By Rick Garrick
THUNDER BAY—A teaching lodge and an open air concert by Classic Roots were among the events featured at Thunder Bay’s National Aboriginal Day celebration at Prince Arthur’s Landing.
“It went really well — the young people did an amazing job of putting the teaching lodge up,” says Cindy Crowe, Red Rock Indian Band citizen and lodge keeper of Blue Sky Community Healing Centre in Thunder Bay. “Things have been fairly quiet here today. We did a smudge and I smoked my pipe and we’ve had a bit of a sharing circle.”
Crowe says people are curious about the teaching lodge.
“Just about everybody who has walked by has stopped to ask questions, so that is really what we want,” Crowe says. “We really want to create an awareness out there with the general public.”
Crowe says the 50-foot long, 18-foot wide teaching lodge was open every afternoon from 12-5 p.m. until July 2. It is located near the Spirit Gardens on Thunder Bay’s waterfront.
“We’re hoping to have a conversation with the general public about how they celebrate various stages of their family’s life,” Crowe says. “The teaching lodge to me is about sharing and maybe talking about experiences, sharing ceremony, sharing food, sharing some teachings if people want to share.”
Crowe says a couple of Finnish ancestry shared what a good life meant to them.
“That was wonderful,” Crowe says. “So that is what we are hoping for.”

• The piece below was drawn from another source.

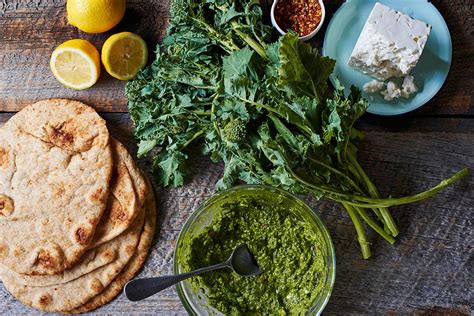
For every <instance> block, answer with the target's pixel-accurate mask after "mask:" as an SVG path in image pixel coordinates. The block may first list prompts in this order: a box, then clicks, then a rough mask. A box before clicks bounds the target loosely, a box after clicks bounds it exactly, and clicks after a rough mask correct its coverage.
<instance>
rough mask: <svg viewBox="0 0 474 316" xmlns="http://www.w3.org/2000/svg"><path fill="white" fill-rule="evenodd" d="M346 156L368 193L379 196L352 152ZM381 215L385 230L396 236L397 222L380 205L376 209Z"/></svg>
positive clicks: (372, 183)
mask: <svg viewBox="0 0 474 316" xmlns="http://www.w3.org/2000/svg"><path fill="white" fill-rule="evenodd" d="M348 158H349V162H350V163H351V164H352V165H353V166H354V168H355V170H356V172H357V174H358V175H359V177H360V179H361V180H362V181H363V183H364V184H365V186H366V187H367V190H368V192H369V195H370V196H371V197H373V198H380V194H379V192H378V190H377V188H376V187H375V185H374V184H373V182H372V181H371V180H370V178H369V177H368V176H367V174H366V173H365V171H364V169H362V167H361V166H360V164H359V162H358V161H357V159H356V158H355V157H354V155H353V154H352V153H350V152H349V153H348ZM377 210H378V211H379V212H380V214H381V216H382V217H383V223H384V224H385V225H386V226H387V230H388V231H389V232H390V234H391V235H392V236H393V237H397V236H398V227H397V224H396V223H395V220H394V219H393V217H392V214H391V213H390V211H389V210H388V208H386V207H381V208H378V209H377Z"/></svg>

The teaching lodge was built with birch and poplar poles on June 19 by a group of about 20 youth, Elders and community members as part of the Rites of Passage multi-cultural and multi-generational project, which received funding from the Ontario 150 Partnership Program and support from PARO Centre for Women’s Enterprise, Blue Sky Community Healing Centre and other collaborating partners.
“It’s a great way to showcase the old ways, the old traditions in this area, not only for the young people who actually put most of this together, but also for other people in the area to experience one of these traditional teaching lodges and what they look like and how they feel and how they connect with the land,” says Jill Taylor-Hollings, a board member with the Blue Sky Community Healing Centre.
The Classic Roots concert featured two Anishinabek performers, Wikwemikong’s Nimkii Osawamick and Long Lake #58’s Natasha Fisher, in addition to Classic Roots and the two opening act singers.
Osawamick performed his hoop dance moves during the opening performance.
“This is our second tour with the whole group,” says Osawamick. “But me and Classic Roots, we’ve been doing a show together — the Honouring. That’s how we met. I’ve been dancing my whole life.”
Osawamick says he first began collaborating with Classic Roots about two years ago.
“It’s been a great experience,” Osawamick says. “It’s definitely different from what I’m used to, like just straight Pow Wow [dancing]. So it’s a cool change.”
Fisher began singing with Classic Roots about six or seven years ago.
“He’s my cousin, so roots go way back,” Fisher says. “It’s good, really good. I basically started off my career working side-by-side with him.”
Fisher says the group of performers, known as Deep Roots Collective, travels to communities across the north to do performances with the youth.
“We get together four or five times a year and just play shows like this,” Fisher says. “I always love coming back and performing for my home town. It’s just a great opportunity to give back to the community that raised me.”